Kaum, dass die Tür hinter ihm zugefallen war, dämmerte Oliver auch schon, dass hier nicht der Zufall, sondern Nicole am Werk war. Die saß schon neben Thomas, sodass nur noch neben Anita Platz war. Unsicher ließ er sich auf das dunkle Leder sinken. "Bevor wir anfangen...", begann er leise, "gibt es da noch etwas, das ich euch sagen muss." Nicole horchte merklich auf. Oliver ahnte, worauf sie hoffte, doch das hier würde ganz sicher kein Liebesgeständnis an Anita werden. "Meine Familie hat mir am Wochenende etwas erzählt", druckte er herum. Thomas grinste. "Etwa ein dunkles Familiengeheimnis?" Er ahnte ja nicht, wie nahe er damit der Wahrheit kam. "So ähnlich?", gab Oliver ausweichend zurück, seufzte dann und griff nach seiner Cola, nahm einen großen Schluck und begann dann stockend von der Familienfeier zu berichten.
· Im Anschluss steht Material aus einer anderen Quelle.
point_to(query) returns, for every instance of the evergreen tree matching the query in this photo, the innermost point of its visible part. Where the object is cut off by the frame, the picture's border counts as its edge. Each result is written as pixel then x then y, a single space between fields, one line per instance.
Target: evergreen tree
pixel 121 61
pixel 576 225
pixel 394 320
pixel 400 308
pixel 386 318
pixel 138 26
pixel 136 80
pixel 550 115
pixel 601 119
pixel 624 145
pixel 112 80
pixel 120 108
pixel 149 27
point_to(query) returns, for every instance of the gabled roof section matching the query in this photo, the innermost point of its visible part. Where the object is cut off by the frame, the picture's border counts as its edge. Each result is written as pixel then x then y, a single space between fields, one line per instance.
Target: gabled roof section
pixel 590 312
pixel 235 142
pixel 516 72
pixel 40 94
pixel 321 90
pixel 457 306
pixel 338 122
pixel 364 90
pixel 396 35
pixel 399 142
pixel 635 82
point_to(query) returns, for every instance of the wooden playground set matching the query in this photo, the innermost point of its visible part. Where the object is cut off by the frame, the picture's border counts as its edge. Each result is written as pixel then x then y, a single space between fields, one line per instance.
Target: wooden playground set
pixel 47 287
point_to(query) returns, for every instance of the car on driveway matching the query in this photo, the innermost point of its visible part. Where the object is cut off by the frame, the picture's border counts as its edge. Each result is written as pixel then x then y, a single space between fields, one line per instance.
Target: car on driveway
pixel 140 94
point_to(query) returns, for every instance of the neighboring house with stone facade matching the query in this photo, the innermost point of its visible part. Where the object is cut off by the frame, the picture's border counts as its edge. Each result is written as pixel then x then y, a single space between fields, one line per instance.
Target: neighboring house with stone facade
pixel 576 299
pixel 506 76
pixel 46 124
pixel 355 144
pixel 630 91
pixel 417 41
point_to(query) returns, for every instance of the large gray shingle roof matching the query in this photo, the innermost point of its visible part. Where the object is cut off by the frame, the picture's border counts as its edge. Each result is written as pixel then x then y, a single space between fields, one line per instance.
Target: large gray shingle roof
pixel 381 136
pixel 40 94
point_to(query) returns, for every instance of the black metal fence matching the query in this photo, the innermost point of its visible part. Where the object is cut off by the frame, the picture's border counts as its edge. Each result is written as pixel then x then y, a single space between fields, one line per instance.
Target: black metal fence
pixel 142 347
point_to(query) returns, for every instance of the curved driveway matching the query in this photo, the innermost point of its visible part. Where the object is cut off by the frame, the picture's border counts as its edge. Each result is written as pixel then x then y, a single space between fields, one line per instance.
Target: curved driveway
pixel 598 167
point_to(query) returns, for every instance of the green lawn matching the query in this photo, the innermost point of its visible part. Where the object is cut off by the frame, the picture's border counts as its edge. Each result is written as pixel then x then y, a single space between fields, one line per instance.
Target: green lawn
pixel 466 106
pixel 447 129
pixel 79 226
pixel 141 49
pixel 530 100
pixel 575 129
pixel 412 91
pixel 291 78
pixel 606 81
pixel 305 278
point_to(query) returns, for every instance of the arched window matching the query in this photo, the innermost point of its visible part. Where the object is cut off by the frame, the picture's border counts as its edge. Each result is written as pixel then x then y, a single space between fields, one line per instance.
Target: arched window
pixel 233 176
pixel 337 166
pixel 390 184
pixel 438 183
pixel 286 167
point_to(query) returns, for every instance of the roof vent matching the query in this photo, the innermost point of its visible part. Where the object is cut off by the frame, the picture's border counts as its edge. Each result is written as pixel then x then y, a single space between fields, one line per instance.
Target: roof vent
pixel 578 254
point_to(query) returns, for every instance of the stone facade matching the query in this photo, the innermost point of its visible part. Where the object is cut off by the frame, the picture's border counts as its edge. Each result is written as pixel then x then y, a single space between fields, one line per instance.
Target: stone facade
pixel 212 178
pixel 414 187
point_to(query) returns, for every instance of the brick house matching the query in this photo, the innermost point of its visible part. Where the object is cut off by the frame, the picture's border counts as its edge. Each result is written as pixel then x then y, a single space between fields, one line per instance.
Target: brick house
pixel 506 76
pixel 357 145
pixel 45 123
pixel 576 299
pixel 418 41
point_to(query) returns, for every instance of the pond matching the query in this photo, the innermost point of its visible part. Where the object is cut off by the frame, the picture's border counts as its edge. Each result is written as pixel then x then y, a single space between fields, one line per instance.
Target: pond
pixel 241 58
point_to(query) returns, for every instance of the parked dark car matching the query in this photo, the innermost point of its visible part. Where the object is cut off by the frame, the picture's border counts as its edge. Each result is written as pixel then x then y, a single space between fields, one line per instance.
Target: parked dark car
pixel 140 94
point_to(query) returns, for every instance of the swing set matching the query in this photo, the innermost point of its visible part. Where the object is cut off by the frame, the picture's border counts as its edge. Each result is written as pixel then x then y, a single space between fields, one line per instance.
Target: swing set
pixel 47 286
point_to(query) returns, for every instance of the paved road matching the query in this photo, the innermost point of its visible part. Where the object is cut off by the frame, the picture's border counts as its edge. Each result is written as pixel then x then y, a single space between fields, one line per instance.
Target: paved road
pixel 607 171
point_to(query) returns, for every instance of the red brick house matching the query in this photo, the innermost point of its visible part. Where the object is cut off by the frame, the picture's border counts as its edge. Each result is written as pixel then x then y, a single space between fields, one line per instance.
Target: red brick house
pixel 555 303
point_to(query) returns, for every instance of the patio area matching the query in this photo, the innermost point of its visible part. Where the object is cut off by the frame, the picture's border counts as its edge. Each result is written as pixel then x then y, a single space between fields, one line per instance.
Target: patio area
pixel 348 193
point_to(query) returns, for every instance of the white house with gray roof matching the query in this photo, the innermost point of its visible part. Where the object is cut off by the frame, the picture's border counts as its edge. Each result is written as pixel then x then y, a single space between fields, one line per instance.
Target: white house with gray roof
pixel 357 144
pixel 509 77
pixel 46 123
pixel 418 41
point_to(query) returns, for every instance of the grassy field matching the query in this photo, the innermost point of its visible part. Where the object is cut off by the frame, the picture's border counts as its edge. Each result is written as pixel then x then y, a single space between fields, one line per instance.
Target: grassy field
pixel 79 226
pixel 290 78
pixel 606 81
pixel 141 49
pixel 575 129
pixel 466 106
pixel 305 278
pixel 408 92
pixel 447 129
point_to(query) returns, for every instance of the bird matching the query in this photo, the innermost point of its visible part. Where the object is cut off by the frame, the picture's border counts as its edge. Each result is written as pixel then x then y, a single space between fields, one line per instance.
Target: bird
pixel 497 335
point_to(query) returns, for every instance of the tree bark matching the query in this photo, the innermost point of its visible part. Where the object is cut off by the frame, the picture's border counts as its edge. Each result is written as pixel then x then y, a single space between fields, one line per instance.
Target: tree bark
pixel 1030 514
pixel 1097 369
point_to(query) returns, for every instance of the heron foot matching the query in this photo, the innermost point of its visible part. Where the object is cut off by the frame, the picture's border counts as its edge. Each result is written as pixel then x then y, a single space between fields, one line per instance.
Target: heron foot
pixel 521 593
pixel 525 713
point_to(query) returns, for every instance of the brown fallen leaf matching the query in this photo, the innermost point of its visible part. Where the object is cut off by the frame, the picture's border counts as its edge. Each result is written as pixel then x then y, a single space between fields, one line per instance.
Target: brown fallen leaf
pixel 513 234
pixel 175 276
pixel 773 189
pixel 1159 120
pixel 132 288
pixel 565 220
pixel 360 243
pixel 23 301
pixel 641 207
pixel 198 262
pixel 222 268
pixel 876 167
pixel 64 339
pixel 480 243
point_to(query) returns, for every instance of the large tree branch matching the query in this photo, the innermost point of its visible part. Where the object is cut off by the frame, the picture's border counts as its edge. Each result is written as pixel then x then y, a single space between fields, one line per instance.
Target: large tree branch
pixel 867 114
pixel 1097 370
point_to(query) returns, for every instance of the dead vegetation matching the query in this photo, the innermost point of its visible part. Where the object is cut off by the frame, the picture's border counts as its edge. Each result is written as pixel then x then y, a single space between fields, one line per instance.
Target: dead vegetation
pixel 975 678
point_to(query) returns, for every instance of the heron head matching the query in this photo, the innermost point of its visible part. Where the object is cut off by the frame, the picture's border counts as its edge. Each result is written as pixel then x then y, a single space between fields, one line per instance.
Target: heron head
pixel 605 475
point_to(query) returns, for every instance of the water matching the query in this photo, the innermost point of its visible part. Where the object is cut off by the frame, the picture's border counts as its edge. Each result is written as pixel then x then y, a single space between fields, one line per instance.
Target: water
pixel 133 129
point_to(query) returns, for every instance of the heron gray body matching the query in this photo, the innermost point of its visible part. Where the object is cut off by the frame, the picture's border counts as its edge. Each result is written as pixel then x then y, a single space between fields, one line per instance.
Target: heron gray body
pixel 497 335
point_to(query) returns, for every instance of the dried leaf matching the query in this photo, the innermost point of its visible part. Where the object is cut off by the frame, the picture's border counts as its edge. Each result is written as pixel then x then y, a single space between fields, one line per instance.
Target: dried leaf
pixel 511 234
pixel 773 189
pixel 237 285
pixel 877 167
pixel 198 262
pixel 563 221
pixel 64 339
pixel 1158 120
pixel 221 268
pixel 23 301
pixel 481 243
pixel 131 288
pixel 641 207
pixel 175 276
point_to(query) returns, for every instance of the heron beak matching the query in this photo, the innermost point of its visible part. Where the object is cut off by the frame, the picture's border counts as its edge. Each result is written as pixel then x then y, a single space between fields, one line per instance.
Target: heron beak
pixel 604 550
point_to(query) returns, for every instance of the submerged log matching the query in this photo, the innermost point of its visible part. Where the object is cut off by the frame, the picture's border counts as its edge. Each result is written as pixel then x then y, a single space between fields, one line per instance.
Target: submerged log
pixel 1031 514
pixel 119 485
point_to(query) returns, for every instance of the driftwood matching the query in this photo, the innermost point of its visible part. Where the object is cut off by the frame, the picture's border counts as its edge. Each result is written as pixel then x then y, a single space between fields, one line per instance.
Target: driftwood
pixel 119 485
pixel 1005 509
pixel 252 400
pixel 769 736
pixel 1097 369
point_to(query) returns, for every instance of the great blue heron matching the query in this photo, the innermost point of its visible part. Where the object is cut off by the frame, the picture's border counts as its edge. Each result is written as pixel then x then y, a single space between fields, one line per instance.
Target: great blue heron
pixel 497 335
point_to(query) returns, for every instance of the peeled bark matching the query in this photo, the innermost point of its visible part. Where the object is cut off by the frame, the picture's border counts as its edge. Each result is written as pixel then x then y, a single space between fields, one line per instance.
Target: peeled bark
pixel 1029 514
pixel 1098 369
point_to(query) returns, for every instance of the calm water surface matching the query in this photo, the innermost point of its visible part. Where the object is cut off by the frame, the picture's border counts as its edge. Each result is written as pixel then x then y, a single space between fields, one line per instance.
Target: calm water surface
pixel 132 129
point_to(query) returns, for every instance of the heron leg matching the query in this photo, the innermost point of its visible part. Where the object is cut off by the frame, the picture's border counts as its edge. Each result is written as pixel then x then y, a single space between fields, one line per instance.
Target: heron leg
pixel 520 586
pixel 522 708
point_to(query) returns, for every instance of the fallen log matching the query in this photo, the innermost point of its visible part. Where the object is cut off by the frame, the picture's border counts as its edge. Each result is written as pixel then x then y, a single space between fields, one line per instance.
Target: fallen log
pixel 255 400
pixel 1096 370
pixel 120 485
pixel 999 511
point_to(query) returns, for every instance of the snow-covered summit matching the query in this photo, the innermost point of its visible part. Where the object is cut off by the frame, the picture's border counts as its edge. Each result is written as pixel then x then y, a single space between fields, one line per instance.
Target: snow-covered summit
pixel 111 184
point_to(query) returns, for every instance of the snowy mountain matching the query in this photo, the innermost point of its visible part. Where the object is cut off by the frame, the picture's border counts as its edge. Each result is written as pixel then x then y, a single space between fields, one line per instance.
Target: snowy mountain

"Naja", endet Oliver schließlich. "Das ist es jedenfalls. Sie sagen, ich bin eine Fee und hätte ich nicht die Flügel von Oma gesehen, ich würds nicht glauben. Echt nicht! Aber sie waren wirklich echt", beteuerte er, von einem seiner Freunde zum nächsten schauend. Nach Thomas' kleinem Scherz über das dunkle Familiengeheimnis hatte keiner mehr etwas gesagt, so offenkundig war der Ernst in Olivers Stimme gewesen. Jetzt, wo alles raus war, fühlte er sich fast etwas erleichtert, obwohl er nicht wusste, was seine Freunde eigentlich mit diesem Wissen anfangen sollten, wenn sie ihm denn überhaupt glaubten. "Also...", ergriff Thomas schließlich als erster das Wort, "kaufen wir dir jetzt Zauberstab und Tutu?" Schweigen legte sich über die Gruppe, dann prustete Oliver los und vertrieb die Anspannung damit. "Wag es ja nicht!" Thomas fiel ins Lachen ein. "Was sonstg? Beglitterst du mich?" Am liebsten hätte Oliver etwas nach seinem Freund geworfen, doch im Grunde war er heilfroh, dass Thomas das Ganze so gelassen nahm. Nicole kicherte leise in sich hinein und auch Anita lachte jetzt. "Wir werden das niemandem erzählen. Du bist immer noch du", befand Anita lächelnd und am liebsten hätte Oliver sie sofort in die Arme geschlossen, so dankbar war er ihr für diese Worte und dafür, dass ausgerechnet sie sie aussprach. Für Oliver war das Fee-Problem damit gefühlt schon halb erledigt. Immerhin änderte sich ja sonst nichts, oder? Alles blieb beim Alten. Er lebte sein Leben weiter, brauchte keine Geheimnisse vor seinen Freunden haben und vielleicht, nur vielleicht, fände er ja den Mut, Anita nach einem Date zu fragen.